El misterio de la Trinidad es el dogma fundamental de la teología cristiana. Cuando en el Concilio de Nicea del año 325 se afirmó el credo in unumdeum (“creemos en un solo Dios”), inmediatamente se reconocía la consustancialidad del Padre y el Hijo (algo más de medio siglo después, en el Concilio de Constantinopla, iba a mencionarse también la del Espíritu Santo), en un clima de agitación, disturbios y “guerra civil” con Arrio y sus partidarios, quienes negaban la divinidad de Cristo. Que Dios es trino y uno, una esencia/sustancia y tres personas (los griegos, neoplatónicos, preferían hablar de hipóstasis), constituyó siempre un gran e inefable arcano, tanto para los profanos como para los hombres y mujeres de fe. Para que la doctrina pudiera ser confirmada y eventualmente defendida contra los críticos, hicieron falta la osadía de Atanasio de Alejandría en Oriente y la profundidad y sutilezas especulativas de Agustín de Hipona en el Occidente latino, sobre todo en su monumental tratado De Trinitate, pináculo de la reflexión de los Padres de la Iglesia y anticipo genial de la dialéctica trinitaria de Hegel.
En lo que sigue vamos a sostener, un poco en broma, un poco en serio, que la militancia tiene su “Santísima Trinidad” en lo que comúnmente llamamos sus elementos troncales: organización, formación y comunicación. Como en el dogma, debemos enfrentarnos a la paradoja de que estas tres dimensiones son a la vez distintas e idénticas. Su carácter diferencial es, por supuesto, lo obvio. Nadie en su sano juicio podría confundirlas. Y, sin embargo, cuando indagamos en su sentido originario, esta pluralidad se disipa.

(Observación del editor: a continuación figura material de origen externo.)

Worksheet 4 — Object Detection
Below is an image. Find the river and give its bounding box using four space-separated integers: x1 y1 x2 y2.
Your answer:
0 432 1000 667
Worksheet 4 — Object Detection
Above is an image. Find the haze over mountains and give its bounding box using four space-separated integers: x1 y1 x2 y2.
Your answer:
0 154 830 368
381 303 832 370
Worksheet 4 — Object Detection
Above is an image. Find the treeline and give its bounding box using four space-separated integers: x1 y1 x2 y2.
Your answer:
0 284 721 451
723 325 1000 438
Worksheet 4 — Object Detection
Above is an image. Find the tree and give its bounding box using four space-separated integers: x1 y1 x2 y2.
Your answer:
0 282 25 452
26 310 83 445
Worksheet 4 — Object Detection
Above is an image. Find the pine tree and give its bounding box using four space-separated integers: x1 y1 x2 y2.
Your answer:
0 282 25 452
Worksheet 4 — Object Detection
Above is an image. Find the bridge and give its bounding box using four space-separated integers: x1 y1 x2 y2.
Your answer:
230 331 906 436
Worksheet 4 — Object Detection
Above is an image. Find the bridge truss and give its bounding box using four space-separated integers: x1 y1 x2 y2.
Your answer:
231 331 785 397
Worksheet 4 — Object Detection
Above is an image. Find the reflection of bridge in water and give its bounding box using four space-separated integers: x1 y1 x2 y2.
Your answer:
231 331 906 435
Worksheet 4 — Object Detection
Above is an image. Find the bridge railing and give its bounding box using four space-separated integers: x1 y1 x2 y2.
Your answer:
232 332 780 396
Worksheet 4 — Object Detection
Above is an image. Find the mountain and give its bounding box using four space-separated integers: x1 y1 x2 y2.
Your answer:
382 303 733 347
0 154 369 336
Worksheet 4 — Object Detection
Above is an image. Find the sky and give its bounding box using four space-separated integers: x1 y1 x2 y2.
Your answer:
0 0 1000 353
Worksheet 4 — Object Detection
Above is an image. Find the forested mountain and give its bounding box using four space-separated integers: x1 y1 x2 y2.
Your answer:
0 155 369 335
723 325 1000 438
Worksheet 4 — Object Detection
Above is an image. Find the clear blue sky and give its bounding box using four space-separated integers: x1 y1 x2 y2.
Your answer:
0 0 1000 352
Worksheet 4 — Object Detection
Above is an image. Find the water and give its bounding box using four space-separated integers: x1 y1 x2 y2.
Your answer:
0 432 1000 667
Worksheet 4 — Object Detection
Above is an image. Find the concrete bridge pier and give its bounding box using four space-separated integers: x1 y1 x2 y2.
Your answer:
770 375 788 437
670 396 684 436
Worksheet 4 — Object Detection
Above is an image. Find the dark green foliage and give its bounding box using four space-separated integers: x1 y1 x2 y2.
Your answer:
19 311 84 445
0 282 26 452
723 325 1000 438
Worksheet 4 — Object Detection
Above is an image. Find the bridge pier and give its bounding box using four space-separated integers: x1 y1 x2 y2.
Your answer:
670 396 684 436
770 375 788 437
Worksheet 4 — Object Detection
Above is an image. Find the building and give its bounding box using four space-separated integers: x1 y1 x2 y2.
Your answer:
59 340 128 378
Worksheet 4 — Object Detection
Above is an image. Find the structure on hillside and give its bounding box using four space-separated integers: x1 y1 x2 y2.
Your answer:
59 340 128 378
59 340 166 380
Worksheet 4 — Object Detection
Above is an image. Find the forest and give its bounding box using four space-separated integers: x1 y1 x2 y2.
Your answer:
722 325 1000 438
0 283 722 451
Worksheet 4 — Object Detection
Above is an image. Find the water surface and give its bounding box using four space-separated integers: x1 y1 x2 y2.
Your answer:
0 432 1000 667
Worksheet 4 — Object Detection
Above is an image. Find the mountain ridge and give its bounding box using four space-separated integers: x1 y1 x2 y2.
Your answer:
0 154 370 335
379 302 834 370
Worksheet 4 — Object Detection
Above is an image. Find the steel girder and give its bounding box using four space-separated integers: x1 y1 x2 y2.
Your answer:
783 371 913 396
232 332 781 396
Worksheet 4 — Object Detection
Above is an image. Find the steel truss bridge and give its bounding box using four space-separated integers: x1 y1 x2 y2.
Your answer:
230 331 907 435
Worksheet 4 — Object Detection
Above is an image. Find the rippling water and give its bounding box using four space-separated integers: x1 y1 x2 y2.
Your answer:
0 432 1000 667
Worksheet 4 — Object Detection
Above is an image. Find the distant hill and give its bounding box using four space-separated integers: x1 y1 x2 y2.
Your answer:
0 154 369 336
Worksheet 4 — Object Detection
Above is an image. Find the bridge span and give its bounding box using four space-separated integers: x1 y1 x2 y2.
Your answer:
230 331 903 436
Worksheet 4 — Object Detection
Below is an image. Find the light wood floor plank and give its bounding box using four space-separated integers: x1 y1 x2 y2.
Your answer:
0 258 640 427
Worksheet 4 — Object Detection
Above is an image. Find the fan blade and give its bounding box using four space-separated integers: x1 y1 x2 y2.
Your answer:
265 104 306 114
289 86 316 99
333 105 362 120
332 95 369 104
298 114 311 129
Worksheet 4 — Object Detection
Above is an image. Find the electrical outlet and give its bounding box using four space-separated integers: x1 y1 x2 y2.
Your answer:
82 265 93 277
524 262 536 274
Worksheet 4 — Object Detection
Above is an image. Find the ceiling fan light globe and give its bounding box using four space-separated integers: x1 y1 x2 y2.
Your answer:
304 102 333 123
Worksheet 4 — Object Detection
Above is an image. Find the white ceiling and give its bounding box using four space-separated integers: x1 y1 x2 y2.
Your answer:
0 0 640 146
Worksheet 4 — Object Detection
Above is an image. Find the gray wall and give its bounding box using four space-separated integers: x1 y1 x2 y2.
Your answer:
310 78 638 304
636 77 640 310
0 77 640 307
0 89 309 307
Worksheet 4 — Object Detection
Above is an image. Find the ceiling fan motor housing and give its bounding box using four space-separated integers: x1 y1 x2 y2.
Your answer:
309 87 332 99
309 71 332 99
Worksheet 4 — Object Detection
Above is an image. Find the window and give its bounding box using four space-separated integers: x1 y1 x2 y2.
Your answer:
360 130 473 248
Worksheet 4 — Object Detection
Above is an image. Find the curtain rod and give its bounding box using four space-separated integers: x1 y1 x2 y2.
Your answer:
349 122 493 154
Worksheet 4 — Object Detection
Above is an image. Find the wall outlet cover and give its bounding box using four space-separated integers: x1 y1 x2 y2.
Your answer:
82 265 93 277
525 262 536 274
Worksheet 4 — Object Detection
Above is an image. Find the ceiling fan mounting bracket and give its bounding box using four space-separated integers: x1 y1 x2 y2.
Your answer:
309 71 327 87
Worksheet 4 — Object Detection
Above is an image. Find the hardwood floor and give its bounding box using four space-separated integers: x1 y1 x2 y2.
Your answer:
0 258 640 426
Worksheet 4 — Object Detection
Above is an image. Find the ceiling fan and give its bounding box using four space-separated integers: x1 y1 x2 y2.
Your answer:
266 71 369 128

Para empezar, existe una prioridad (no diremos “ontológica” para no causar revuelo) de la organización, la formación y la comunicación sobre cualquier núcleo temático o problemático que la militancia se plantee en su praxis. Una mesa de educación, de economía social o de derechos humanos se subdivide, necesariamente, en tres: organización, formación, comunicación. No importa que esa subdivisión no se manifieste de facto. Lo mismo ocurrirá con un frente sindical, de mujeres, de diversidades, de juventud o de tercera edad. Para peor: ¡incluso las secretarías de organización, formación y comunicación de cualquier agrupación política se encuentran afectadas por esta peculiar lógica del número tres!
No obstante, puede generar cierta perplejidad que estos conceptos sagrados se asocien, en la coyuntura actual o en la historia reciente, con campos ajenos a la militancia política. El término “organización” logró conquistar su fama en la administración de empresas y en la administración pública (la militancia no tiene nada que ver con gerentes y burócratas). El término “formación” procede de la pedagogía (la militancia no debe ser subsumida en aparatos ideológicos como la escuela y la universidad, más allá de que trabaje en su seno). El término “comunicación” resulta familiar al periodismo y a las redes sociales (donde la militancia no se siente del todo cómoda). Urge, por lo tanto, una interpretación militante de la organización, la formación y la comunicación. Quizá convenga, entonces, repasar sin afán erudito la etimología de estas venerables palabras:
1- “Organización” se deriva del griego órganon, que quiere decir “instrumento” o “mecanismo” destinado a ejecutar una determinada función. De ahí su posterior uso en la anatomía y en el ya milenario problema de la relación entre las partes (órganos) y el todo (organismo). Que durante la Edad Media los tratados de “Lógica” de Aristóteles recibieran el título póstumo de “Organon” revela la imagen que se tenía de ellos como “máquina de pensar”.
Diremos entonces que una organización es lo que sirve para construir (organizar es proveer herramientas), en la medida en que cuenta con un funcionamiento, provisto por una orgánica. Lo inorgánico es siempre lo que anda suelto y persigue sus propios fines. Lo orgánico, por el contrario, será lo que está integrado a un colectivo que no podría subsistir sin una metódica armonía entre las partes que lo componen (que osamos denominar “conducción”).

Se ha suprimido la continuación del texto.